Parents, what are you doing to keep your kids busy at home? Is it a problem because it’s a midweek day? Tell SchoolBook in the comment section below.
One thing you can do is organize your summer reading list. And while you’re at it, you can share your thoughts on summer reading on Twitter. The Learning Network, The New York Times’s teaching and learning blog, invites you to share what you’re reading this summer using the hashtag #summerreading. Look for book recommendations, or thoughts on why summer seems to be the season for reading.
On Wednesday, students at Stuyvesant High School staged a protest by stripping down to their . . . spaghetti-strap shirts and short shorts? They were taking a stand against the school’s dress code, implemented in the fall, that many students clearly do not like. All school year, school officials have been reviewing student garb to see whose hems do not fall below their fingertips, or checking to make sure any writing on T-shirts is tasteful. Those students whose outfits are deemed inappropriate are given a big gray T-shirt to wear the rest of the school day, writes The Times’ new schools reporter, Al Baker (welcome to the beat, Al!).
“We’re going to overpower the gray T-shirts,” Madeline Rivera, 18, a senior, said before walking into the school. “We’re outnumbering them now.”
On Wednesday, charter school operators and supporters gathered at City Hall to remind politicians that they are a force to be reckoned with after the next mayoral election, when their biggest supporter, Mayor Michael R. Bloomberg, is no longer in office.
Gotham Schools said there were thousands in the crowd.
“We will vote, and we will be heard,” said Tara Brown Arnell, a parent in the Success Academy network, according to Gotham.
For a fuller round-up of the news, go to Gotham Schools’s Rise and Shine.
Thursday morning, parents and others opposed to what they say is an excessive emphasis on testing plan to march toward the headquarters of Pearson, the company that wrote the state’s current tests, which included the much-maligned question about the pineapple and the hare.
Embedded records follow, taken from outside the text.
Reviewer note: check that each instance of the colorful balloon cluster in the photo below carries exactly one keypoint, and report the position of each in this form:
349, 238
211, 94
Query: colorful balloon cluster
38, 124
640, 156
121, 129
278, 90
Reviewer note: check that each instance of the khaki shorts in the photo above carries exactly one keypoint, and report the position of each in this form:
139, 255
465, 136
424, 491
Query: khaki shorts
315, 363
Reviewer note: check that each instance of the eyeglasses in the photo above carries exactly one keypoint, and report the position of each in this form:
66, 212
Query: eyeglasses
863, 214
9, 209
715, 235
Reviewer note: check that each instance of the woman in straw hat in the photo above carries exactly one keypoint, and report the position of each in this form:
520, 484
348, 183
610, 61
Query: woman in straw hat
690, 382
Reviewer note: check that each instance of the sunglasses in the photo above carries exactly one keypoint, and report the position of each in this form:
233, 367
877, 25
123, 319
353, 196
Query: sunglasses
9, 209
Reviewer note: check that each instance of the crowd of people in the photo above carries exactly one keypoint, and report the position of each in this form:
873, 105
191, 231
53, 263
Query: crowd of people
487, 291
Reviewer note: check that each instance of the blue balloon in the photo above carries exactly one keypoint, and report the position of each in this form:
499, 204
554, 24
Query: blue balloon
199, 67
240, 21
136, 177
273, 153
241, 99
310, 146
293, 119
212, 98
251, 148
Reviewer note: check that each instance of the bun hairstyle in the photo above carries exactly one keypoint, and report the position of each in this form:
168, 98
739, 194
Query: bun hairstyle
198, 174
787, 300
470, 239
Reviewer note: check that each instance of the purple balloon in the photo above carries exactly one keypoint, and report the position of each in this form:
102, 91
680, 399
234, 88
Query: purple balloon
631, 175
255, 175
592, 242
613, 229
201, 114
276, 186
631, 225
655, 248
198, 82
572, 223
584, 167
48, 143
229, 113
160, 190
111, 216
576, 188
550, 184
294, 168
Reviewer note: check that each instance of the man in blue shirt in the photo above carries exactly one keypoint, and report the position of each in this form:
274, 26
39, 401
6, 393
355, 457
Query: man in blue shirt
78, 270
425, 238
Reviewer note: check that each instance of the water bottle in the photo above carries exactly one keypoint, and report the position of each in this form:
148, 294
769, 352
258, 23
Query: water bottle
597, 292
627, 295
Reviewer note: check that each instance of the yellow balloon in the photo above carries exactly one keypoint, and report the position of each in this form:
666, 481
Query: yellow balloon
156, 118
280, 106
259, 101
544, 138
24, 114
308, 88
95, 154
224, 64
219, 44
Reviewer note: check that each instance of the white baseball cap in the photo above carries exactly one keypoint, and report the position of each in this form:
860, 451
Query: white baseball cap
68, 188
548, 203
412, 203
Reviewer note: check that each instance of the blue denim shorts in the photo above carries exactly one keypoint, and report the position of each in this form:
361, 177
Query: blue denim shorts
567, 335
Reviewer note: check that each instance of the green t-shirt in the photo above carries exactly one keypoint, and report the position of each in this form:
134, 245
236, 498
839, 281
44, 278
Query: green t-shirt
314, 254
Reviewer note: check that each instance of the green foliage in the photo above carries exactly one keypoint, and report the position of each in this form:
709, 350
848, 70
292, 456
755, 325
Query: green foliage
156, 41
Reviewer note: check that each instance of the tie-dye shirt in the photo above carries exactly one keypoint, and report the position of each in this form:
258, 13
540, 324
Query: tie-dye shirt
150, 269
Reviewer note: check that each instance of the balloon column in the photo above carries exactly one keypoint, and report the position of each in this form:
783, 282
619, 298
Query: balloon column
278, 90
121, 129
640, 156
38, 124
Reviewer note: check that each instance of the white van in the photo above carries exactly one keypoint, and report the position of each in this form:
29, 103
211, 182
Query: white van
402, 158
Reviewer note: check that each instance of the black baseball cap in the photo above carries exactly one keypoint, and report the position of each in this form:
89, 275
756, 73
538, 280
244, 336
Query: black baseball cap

The group is meeting at the corner of 53rd Street and Avenue of the Americas at 11 a.m. The protesters are calling their action a “Field Trip Against Field Tests.”
The title refers to the field tests that are being administered this week throughout the state to try out future test questions. Pearson is rolling out new questions to align with the new Common Core standards, and many parents in New York City and elsewhere say they will have their children sit this one out. Parents in Nyack and Westchester have organized boycotts too.
St. Gregory the Great, a private school in Manhattan, is hosting an all-day book fair at the Barnes and Nobles book store on Broadway and 82nd Street to benefit the school. Sheryl and Carrie Berk, the authors of the recently released children’s book “Peace, Love and Cupcakes,” will read from their book during the event. Sheryl and Carrie, who is 9, are a mother-daughter writing team.
The state education commissioner, John King, will participate in a wide-ranging discussion of schools issues hosted by Educators 4 Excellence, a teacher-led education reform organization. Titled “Where Do We Stand,” the event will begin at 7 p.m. at the CUNY Graduate Center, 365 Fifth Avenue.